[identity profile] x-cable.livejournal.com posting in [community profile] xp_logs
Nathan spots Alison alone in the rose garden, and goes out to keep her company. They talk a little about her father.


He'd seen her from a window, passing by on the way to his office. The fact that Alison was in the rose garden wasn't too much of a surprise. She'd certainly been spending far too much of her time in medlab, and a little fresh air and sunlight could only do her good.

But the slumped shoulders and bowed head would have tipped Nathan off to the fact that she wasn't out there enjoying the sunlight even if he hadn't had his telepathy to rely upon. He'd watched her for a moment, then gone ahead to his office, but only to set down his books.

He could do with some fresh air himself, maybe.

The flowers were no longer in bloom at this time of the year, lending this particular area of the grounds an oddly bare sort of look. It suited Alison's mood just fine, as she walked through the paths framed by newly pruned rose bushes, heading for one of the several park benches laid out through the area. Reaching one of the central area benches, she sat down with a sigh, head bowed and mind full of whirling, unconnected thoughts.

Nathan approached her at a leisurely pace, careful to both make a little noise as he came closer, and to brush her mind lightly, just as a combination hello/heads-up. "This seat taken?" he asked as he reached the bench, inclining his head slightly at the empty end.

She didn't look up, already having guessed who it was from the thread of his footsteps along the path, his mental touch merely a confirmation that she'd been right. With as mall nod, she reached out, patting the place beside her lightly once before pulling her legs up, arms wrapped around her legs, heels resting on the edge of the chair. "Hey…"

Nathan sat down, watching her for a long moment before he said anything. "How are you doing?" he finally asked, gently. There was probably no need to inform her that he knew about the news concerning her father. She would assume he did, most likely. And if not... well, 'how are you' could cover a number of things.

"Numb." Her lips twitched into the ghost of a smile, though it was a sad looking thing. "It's just... all a little too much, you know?" She took a slow, shallow breath, letting go with just as much care, listening to the sound of the wind sweeping lightly through the grounds around them, winds both in the trees and on the ground rustling gently in response. "Good bad and good and bad again and… roller coaster ride doesn't even come close." Curling up a bit closer on herself, she shook her head. "It's not fair."

"No, it's not." She'd told him that her father had come through in the end with help on the patent issue, and Nathan had really hoped this could be the start of something better for Alison when it came to her family. Turning into an optimist... Or maybe he'd just wanted someone's estranged father to turn out to be a good guy after all. "I'm so sorry," he said softly, but didn't reach out to touch her. He just tried to project comfort.

"I know. So am I." There wasn't anything else to respond with, to that. There was no awkwardness to the moment though, Alison tugging the sleeve of the sweatshirt she'd liberated from Haroun's side of the closet over her hand and using the fabric to wipe at her cheeks carelessly. "He called me Peanut in the note. He hadn't called me that in… years. Years." And now he'd died. Of a heart attack of all things. And Lorna was missing and Haroun's condition, while no longer quite so desperate as it had originally been, was by no means settled yet.

"I'm glad you have that, then," Nathan said quietly. "Knowing that things could have... would have been different." It was small consolation, but it was something. He hoped she saw it that way.

"At least I won't wonder now. If…" She looked up finally, staring ahead. "I wish I'd listened to Haroun a bit better, and gone to see him sooner. But… then it might not have turned out this way, if I had. Maybe it would have been worse now, instead." She sighed, weary from the crying she'd already done and the accumulated stress of everything else as well. "If we had all the maybes in the world…"

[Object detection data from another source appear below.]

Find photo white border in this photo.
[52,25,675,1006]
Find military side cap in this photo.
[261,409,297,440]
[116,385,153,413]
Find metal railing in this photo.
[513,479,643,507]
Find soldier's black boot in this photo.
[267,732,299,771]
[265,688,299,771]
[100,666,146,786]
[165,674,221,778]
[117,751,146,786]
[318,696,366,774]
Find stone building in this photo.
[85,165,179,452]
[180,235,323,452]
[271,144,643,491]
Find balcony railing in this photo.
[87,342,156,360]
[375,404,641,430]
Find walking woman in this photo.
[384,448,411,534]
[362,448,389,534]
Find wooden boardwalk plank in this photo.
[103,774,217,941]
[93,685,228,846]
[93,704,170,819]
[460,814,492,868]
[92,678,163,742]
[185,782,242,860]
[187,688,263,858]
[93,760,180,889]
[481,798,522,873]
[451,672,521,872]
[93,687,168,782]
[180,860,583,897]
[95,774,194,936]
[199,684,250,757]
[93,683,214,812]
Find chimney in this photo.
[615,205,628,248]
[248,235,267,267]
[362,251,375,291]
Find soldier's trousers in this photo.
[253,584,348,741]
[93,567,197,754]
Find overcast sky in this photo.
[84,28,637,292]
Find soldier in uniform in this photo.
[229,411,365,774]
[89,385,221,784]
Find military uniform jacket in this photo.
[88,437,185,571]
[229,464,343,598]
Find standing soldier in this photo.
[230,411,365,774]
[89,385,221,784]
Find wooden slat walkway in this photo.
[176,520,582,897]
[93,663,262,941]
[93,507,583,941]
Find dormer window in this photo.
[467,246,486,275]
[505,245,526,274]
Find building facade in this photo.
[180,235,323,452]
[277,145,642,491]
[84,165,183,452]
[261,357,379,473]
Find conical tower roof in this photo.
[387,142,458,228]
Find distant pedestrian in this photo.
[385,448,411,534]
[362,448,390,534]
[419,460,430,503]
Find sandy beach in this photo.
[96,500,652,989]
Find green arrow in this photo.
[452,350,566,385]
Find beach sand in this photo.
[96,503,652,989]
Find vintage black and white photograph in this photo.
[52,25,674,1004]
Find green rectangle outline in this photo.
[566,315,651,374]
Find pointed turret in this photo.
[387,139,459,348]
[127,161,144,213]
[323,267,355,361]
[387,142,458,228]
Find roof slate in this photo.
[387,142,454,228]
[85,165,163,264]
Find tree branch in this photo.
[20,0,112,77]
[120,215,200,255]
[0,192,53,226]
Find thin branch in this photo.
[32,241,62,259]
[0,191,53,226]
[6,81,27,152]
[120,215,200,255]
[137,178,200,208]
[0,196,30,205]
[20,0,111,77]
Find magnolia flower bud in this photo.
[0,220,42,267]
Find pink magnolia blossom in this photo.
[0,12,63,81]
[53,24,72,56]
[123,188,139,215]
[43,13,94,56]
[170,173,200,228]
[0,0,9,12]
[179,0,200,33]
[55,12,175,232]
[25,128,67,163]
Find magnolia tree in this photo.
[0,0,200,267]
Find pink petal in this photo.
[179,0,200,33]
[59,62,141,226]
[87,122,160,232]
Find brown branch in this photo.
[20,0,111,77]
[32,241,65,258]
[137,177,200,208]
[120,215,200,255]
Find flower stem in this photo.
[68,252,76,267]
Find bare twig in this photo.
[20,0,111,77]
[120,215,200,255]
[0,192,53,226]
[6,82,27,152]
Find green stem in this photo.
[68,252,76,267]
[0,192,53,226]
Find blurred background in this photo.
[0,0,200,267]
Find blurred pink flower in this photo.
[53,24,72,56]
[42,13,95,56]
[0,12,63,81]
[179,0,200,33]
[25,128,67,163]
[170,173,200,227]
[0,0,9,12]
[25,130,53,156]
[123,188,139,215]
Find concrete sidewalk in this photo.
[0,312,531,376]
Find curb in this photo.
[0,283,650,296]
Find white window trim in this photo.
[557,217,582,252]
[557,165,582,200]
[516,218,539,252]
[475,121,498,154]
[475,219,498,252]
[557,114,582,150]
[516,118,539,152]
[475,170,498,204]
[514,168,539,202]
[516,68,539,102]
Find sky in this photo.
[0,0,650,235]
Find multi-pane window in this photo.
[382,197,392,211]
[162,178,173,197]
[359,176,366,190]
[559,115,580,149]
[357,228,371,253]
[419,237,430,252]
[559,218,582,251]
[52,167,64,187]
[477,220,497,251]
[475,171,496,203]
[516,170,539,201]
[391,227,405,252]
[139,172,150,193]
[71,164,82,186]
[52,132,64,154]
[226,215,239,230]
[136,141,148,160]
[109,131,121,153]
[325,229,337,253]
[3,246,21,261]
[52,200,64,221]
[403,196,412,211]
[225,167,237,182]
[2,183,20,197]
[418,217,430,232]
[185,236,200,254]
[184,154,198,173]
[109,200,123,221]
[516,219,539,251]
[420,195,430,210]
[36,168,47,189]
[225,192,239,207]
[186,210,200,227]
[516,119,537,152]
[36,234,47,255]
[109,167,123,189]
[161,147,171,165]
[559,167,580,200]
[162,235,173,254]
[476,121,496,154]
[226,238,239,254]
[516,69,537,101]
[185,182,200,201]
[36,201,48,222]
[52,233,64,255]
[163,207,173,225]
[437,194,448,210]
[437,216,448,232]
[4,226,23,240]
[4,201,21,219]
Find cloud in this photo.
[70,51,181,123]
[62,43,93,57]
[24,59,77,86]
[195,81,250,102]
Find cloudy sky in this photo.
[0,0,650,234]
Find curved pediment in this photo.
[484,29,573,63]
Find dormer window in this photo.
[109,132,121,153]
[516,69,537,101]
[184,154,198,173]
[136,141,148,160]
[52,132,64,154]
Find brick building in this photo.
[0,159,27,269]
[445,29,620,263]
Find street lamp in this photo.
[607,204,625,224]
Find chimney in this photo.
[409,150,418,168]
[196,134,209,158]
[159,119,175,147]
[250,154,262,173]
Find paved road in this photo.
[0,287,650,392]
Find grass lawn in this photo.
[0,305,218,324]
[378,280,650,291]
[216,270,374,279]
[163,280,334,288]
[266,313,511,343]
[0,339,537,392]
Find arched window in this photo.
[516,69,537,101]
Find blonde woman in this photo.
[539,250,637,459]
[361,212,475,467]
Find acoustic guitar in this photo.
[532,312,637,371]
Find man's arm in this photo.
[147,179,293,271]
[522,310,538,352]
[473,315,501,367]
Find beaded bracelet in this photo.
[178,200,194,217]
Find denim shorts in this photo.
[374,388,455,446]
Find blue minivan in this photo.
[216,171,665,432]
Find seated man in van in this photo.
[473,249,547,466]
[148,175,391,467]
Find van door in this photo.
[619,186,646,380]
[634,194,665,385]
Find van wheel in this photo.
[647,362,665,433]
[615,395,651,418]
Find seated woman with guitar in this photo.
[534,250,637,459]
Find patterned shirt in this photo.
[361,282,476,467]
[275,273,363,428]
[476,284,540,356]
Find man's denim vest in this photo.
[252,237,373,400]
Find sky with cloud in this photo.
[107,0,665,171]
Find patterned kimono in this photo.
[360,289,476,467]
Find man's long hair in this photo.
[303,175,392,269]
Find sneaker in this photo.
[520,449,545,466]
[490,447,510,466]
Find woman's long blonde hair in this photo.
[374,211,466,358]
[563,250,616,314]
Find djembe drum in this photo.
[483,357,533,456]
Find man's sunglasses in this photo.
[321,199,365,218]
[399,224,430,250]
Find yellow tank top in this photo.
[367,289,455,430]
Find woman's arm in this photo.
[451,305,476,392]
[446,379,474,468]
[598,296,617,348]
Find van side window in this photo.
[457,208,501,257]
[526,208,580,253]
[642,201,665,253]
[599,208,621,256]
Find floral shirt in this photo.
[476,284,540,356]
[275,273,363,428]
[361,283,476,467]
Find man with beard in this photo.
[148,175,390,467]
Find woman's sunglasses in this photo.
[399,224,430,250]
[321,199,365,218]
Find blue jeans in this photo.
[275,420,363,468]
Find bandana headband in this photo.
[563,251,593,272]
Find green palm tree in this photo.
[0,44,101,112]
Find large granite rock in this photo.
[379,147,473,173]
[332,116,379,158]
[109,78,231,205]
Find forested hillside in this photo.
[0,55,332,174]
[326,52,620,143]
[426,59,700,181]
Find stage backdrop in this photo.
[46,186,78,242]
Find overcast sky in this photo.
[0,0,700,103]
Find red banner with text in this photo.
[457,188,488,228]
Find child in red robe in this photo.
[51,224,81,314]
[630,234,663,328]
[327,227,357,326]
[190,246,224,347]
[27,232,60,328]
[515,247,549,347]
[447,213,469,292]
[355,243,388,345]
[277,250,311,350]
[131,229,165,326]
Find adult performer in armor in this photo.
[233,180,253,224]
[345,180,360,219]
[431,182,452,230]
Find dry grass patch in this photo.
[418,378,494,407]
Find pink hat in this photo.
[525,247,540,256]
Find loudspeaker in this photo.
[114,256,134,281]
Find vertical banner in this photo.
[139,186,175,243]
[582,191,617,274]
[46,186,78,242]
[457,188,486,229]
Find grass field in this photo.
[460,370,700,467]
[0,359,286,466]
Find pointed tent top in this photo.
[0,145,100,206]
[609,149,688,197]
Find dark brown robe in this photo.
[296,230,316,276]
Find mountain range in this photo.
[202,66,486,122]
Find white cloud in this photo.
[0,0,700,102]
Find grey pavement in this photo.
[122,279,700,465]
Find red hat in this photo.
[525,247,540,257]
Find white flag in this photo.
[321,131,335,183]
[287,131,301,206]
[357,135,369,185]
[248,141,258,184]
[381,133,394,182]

Nathan reached out and laid a gentle hand on her shoulder. There really wasn't much to say, but he tried anyway. "What he did, for you and for Haroun... it means a lot, I think. Even if that's all there was time for, in the end."

"It's funny, you know. I always though he wasn't there for me." She laughed a bit, wiping at her face again, shaking her head. "But when the chips were down, when it really mattered…" She thought of the folder lying on her desk in her room, a simple few lines giving her a solution to what might have become far too complex a problem later on, and smiled a bit through her tears. "When I really did need him, he was there for me."

Nathan smiled. "He was," he said quietly. "He really was. I did tell you that you'd impressed him with how you handled yourself when you were there." He was silent for a moment. "It must have made things a little clearer for him. How little old disagreements mattered when he was looking at the woman his daughter had become..."

"Going to make me cry again," Alison warned, even as she did just that. It wasn't the same anguish as she'd felt upon first hearing the news though - not so much more controlled as just beyond the first moment of sharp grief, perhaps.

The funeral was tomorrow. While she had no idea how her mother would react, Alison still intended to be there, with Miles.

Sometimes, even an ending was a beginning.